El hecho de que un partido cuente con 137 años de historia no significa que su futuro esté asegurado y la duda inmediata es si el partido socialista sería capaz de subsistir sin la esperanza de la alternancia que el bipartidismo le ha procurado en todo este tiempo.
Claro que el PSOE se basa también en que los barones de prestado y Susana Díaz cuenten con su propio espacio de poder, de capacidad de pacto y maniobra. Gobierna gracias a Podemos en Castilla-La Mancha y Extremadura, gracias a Compromís en la Comunidad Valenciana, gracias a Ciudadanos en Andalucía. El PSC acaba de entrar en el Gobierno de Ada Colau en Barcelona, y en Euskadi el PSE acompaña al PNV para asirse a lo que fue o creyó ser un día.
El verdadero problema de la autonomía del PSOE es que la socialdemocracia, de existir realmente, ya no es de un solo partido, por lo que Ferraz está cercada de socialdemócratas a izquierda y derecha.

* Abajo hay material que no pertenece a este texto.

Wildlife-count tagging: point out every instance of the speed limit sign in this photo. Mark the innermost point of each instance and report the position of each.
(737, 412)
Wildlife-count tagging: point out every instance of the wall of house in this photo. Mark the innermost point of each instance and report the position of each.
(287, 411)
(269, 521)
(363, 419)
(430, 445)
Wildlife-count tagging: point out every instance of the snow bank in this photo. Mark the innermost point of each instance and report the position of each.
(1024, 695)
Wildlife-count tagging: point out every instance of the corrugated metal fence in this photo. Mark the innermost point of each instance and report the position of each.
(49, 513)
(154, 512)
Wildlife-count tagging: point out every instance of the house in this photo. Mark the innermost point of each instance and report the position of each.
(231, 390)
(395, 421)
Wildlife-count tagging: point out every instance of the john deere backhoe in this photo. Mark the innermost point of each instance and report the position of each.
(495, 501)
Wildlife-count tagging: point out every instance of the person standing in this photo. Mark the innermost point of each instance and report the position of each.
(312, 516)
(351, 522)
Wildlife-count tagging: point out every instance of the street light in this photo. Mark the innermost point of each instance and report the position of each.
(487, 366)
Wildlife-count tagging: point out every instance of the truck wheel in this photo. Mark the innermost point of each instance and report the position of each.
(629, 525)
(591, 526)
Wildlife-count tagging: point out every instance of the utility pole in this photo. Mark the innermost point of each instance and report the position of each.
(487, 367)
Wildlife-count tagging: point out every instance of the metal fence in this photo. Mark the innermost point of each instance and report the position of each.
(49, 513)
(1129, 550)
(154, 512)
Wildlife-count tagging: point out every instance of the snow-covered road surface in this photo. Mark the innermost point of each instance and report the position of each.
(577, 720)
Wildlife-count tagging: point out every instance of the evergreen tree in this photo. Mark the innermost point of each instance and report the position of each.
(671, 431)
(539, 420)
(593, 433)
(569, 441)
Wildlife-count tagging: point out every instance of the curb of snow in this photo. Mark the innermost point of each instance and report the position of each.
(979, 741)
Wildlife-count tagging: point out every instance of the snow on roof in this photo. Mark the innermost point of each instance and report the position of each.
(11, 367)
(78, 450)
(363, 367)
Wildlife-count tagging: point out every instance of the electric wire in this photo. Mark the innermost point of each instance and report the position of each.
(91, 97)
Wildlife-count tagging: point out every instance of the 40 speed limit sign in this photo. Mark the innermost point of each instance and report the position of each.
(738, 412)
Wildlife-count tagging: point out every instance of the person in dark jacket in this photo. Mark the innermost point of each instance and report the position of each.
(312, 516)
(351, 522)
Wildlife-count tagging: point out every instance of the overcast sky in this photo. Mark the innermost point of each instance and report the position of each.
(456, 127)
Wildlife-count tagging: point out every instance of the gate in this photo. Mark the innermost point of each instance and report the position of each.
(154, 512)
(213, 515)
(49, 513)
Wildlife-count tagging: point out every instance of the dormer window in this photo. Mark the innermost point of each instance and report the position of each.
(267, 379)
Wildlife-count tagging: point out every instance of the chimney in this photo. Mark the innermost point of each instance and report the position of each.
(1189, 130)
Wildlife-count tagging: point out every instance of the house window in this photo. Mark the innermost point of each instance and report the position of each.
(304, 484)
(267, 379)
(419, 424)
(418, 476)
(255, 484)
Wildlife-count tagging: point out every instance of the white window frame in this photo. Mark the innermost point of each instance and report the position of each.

Con el matiz de que Pablo Iglesias quiere suplantar al partido fundado por otro Pablo Iglesias, y las socialdemocracias de derechas no ven tan mal que el PSOE siga más o menos donde está.
El drama del socialismo es que necesita desechar como irrealizables los anuncios y las promesas de Pablo Iglesias junto a Alberto Garzón, pero para ello no tiene más remedio que apelar al dictado ineludible de Bruselas y los mercados financieros. El drama del socialismo es que no puede arremeter contra Jeroen Dijsselbloem, socialdemócrata holandés, sin dar carta de naturaleza a cualquier quimera a su izquierda, ni siquiera discutir al ministro de Exteriores en funciones, José Manuel García Margallo, cuando se pone estupendo de centrista. Y le resulta imposible enfrentarse al social-humanismo de Iñigo Urkullu o al neo-republicanismo de Carles Puigdemont más que por su vertiente soberanista.